The Seven Year Itch (Ay, No Me Pica Nada!)

So I posted about this to my instagram, but I’m reposting it here in case you can’t get enough of my words of wisdom. Just kidding! I’m adding to what I was saying previously because my relationship is basically my biggest prized possession. I take such pride in my marriage, my union to Santiago. For me, I really did marry my person, so making sure I keep him happy and in love is a top priority. These are some things I’ve learned but I’m sure there are still lessons that will be taught over time.

I was lucky enough to marry my best friend (awwwww) and the promises you made me that day during our vows have been ones you have upheld. I am so proud to be your wife, confidant and soulmate. 

I am so proud of the beautiful family we have created. I know life isn’t perfect—we aren’t perfect, but we are perfect for each other. We work hard to make each other feel loved and special every day and it’s the only type of work I will commit to for the rest of my life. 

So what lessons have i learned?  

  1. Marry your best friend. marry the person who makes you laugh, that makes you think, that makes you want to be better but thinks you’re perfect anyway. 
  2. Listen. Listen to their wants, needs and aspirations. not everyone is good at voicing these things, so listening to conversations + comments will give you the tools to be their partner in crime. 
  3. Have fun. Marriage is work—you need to nurture your relationship and having fun brings laughter. You will have moments where things are monotonous and dull. You will fall into a slump because of work, kids or a global pandemic (hopefully this is the last one!), but having fun is easy! Make a joke, laugh at theirs! Enjoy the small things. 
  4. Remember that you guys are a unit, a team. If you’re not yet parents, don’t want kids or have a bunch, having each others backs is essential. You always have to be in each other’s corner and things will flow. Life won’t always be perfect but it’s a lot easier to go through life with someone by your side. 
  5. Respect 
  6. Prioritize the important things because nothing prepares you for marriage and for parenthood. The things that were once of importance to you may no longer hold the same weight, so make sure you know what your priorities are and hopefully your priorities are the same. 
  7. Gestures–little or big. Doing something that will mean something to the other person. Maybe it’s a simple text message, or a kiss goodbye every morning before work. Know what gestures mean the most to your person, because if it means something to them, it’s important. 

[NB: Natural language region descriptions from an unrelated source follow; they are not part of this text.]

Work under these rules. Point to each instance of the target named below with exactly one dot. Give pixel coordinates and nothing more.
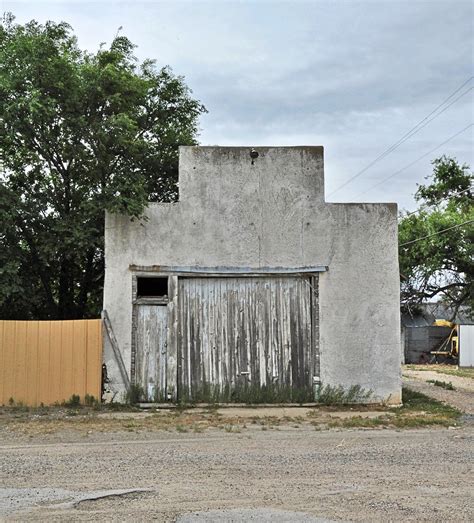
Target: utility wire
(415, 161)
(436, 233)
(422, 123)
(423, 207)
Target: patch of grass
(91, 401)
(442, 384)
(418, 410)
(73, 401)
(134, 394)
(329, 395)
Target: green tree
(80, 133)
(440, 265)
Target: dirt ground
(243, 464)
(296, 474)
(462, 397)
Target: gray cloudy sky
(353, 76)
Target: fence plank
(49, 361)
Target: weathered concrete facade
(263, 213)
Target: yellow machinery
(449, 348)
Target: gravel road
(278, 475)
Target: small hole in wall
(152, 287)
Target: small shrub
(134, 394)
(73, 401)
(90, 400)
(442, 384)
(329, 395)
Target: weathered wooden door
(151, 338)
(237, 331)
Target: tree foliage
(80, 133)
(440, 266)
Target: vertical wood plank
(44, 338)
(79, 361)
(20, 375)
(2, 362)
(67, 362)
(94, 358)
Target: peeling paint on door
(152, 323)
(245, 331)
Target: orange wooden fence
(49, 361)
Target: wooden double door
(231, 331)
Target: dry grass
(418, 411)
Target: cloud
(352, 76)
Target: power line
(415, 161)
(420, 125)
(441, 199)
(436, 233)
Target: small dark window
(152, 287)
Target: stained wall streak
(236, 331)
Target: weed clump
(329, 395)
(442, 384)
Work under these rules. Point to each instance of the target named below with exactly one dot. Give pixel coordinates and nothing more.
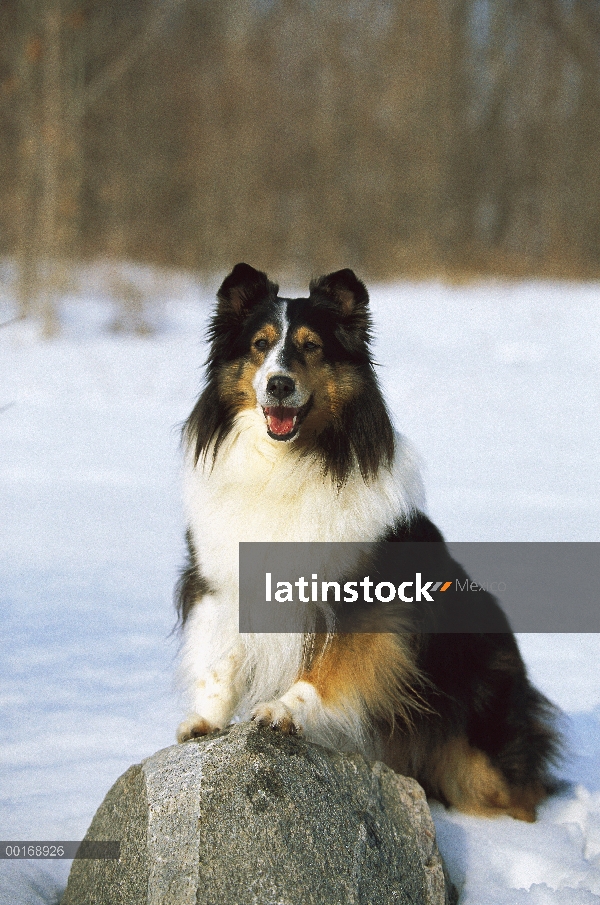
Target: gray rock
(252, 817)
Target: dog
(291, 440)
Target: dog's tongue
(280, 420)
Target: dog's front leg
(210, 664)
(356, 680)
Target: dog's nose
(280, 387)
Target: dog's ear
(242, 289)
(343, 288)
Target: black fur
(337, 309)
(474, 683)
(192, 585)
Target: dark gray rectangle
(57, 851)
(419, 587)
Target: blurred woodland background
(398, 137)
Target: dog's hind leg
(465, 778)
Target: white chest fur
(261, 490)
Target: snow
(498, 388)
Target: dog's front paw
(194, 727)
(277, 716)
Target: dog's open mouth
(283, 422)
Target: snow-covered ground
(498, 388)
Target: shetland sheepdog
(291, 440)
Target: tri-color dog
(291, 440)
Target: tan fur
(462, 776)
(330, 386)
(374, 673)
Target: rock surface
(251, 817)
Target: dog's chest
(262, 492)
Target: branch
(114, 71)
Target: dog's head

Wow! I really love my spouse. Hmmm, I wonder if he loves me the same amount? LOL just kidding—of course he does! One day Santiago and I were able to escape our three gorillas to go for a long walk. On that walk we talked about our life and our relationship and the way it’s changed over time. We’ve been married for seven years now, but he’s been in my life since I was 15 years old and we’ve been together for almost 14 years. I’ve literally known Santiago for longer than I have not known him. Isn’t that crazy?

It’s so powerful to know that I have someone in my life that not only do I love and loves me back, but that made a mutual agreement with me to start a family together. We have three kids who now walk this earth and are going to be important. I’m not saying that my kids are going to do something extraordinary like visit the moon or Mars, create a new technology that might help save millions of lives, but they will make an impact. Someone is going to love them, they will be excellent parents hopefully, and they will be good humans. We did that! Our love has done this–it’s mind boggling.

To me, it’s crazy to see how we’ve gone from friends, to boyfriend//girlfriend, to newlyweds, to full-blown parents. We look back at our time in college and I can’t believe the life we have created. We really do cherish it so much. We’ve completely grown up together and we can still laugh like 15 year olds at the things we say. We have the best time together and are so proud of our family. He’s my person and I’m so lucky to have him.

 Dear Puffin, 

Thank you for loving me and for making me feel like a million bucks every day. Even when you’re mad at me, even when I’m being bad, you always love me. You always put me and the kids first and there’s no greater feeling than knowing I have a partner for life. Your laughs (the fake one and real one) make me laugh too. I love it when you cry because something is so funny, and when you pretend to be kidding when you suggest a plan and I shoot it down. I love the patience you have with our kids, and the hilarious way you’ll talk about them when they’re not around. I appreciate not feeling alone as a parent and I appreciate you always supporting anything I want to do. I can’t wait to see where we are in the next 7 years. I have do doubt you’re going to accomplish amazing things and I’m proud to be by your side as you do it. Everyone kept telling us about the seven year itch but guess what? No me pica nada!